Another sign of western vaults being emptied by the day is the decrease of gold holdings in GLD. Contrary to popular belief, the reason for the GLD stock decrease is that the bullion banks need to deliver the gold previously checked in with GLD to customers taking physical delivery or to keep it in reserve themselves.
I thus see two scenarios for the developments ahead.
1. A continuation of what we have seen in the last three years. Physical demand continues to increase over time. The price, as denominated in USD, goes down. At a point during this slide in price, physical gold supply will dry up as we simply run out of stockpiled available gold. The gold market come to a standstill after which the price for physical gold decouples from the price of paper gold. Paper gold goes towards zero and physical gold revalues significantly in terms of purchasing power. This is where we are heading assuming a continuation of the trend we have witnessed over the last three years.
2. The paper market is quickly overwhelmed with demand for paper gold triggered by paper investors moving in due to other markets crashing. The bullion banks are surprised to the extent that they don’t manage to keep up their issuance of paper gold. The price of gold goes up.
The price of gold would of course also go up in cases where the markets were to be rejuvenated with price discovery originating from the physical market place. This will ultimately happen in the first scenario above but only after the paper markets have crashed.
The most likely outcome, although it may be delayed beyond 2016, is that there will be a disconnect between the pricing of paper gold and physical gold. We have lived in an environment of increasingly murky price discovery for gold since the 80’s following the introduction of various forms of paper gold.
Remember that it’s better to buy gold one year too early than one day too late.

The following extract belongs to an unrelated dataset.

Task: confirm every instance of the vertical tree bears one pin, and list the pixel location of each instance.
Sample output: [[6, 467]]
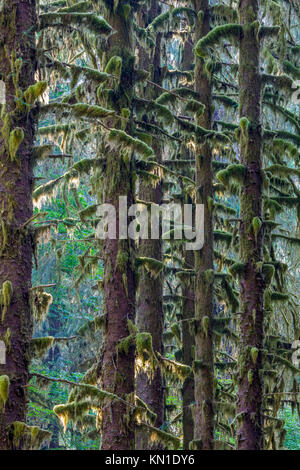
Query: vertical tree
[[204, 269], [17, 122], [150, 290], [117, 368], [250, 432]]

In the not too distant future, paper (money) may not buy you any gold at all.
Gold Industry & Market Opaqueness
Government and central bank gold policy is shrouded in secrecy. Clumsy central bank press releases are often raising more questions than providing answers. The balancing act lies in keeping enough gold to keep confidence up in the fiat system but not too much as it would signal an anticipated weakness. The resulting ambiguity and opaqueness doesn’t do the gold industry any good when it comes to supporting the environment for its participants.
One of the most important geopolitical trends of today, almost totally ignored by mainstream media, is the immense flow of gold from the west to the east.
Physical gold demand in Asia generally and China in particular is insatiable and everything points towards a continuation of this trend in 2016 and beyond.
China is working on many fronts to take over as the new centre for gold trade when the western (paper) gold markets collapse.
The Chinese have, through designing a sound physical market place with the Shanghai Gold Exchange, laid the groundwork for putting gold in the hands of the people.
By clearly separating paper trading from physical trading, the Shanghai Gold Exchange offers everyone the opportunity to buy physical gold directly from the exchange.
After a brief period of increased transparency where it for a while seemed that the Chinese wanted to advertise their market setup to the rest of the world, China now seems to have come to the conclusion that too much transparency around their immense accumulation of gold may have negative repercussions and they have consequently ceased publishing figures for physical gold withdrawals at the Shanghai Gold Exchange. China thus seeks to accumulate gold but doesn’t want to communicate it openly.
At the same time, the London Bullion Market Association (LBMA) and the World Gold Council (WGC), which are constructed to develop and support the gold industry, resort to protect their stakeholders, the bullion banks, by upholding the opaqueness of the gold price auctions and changing data retrospectively.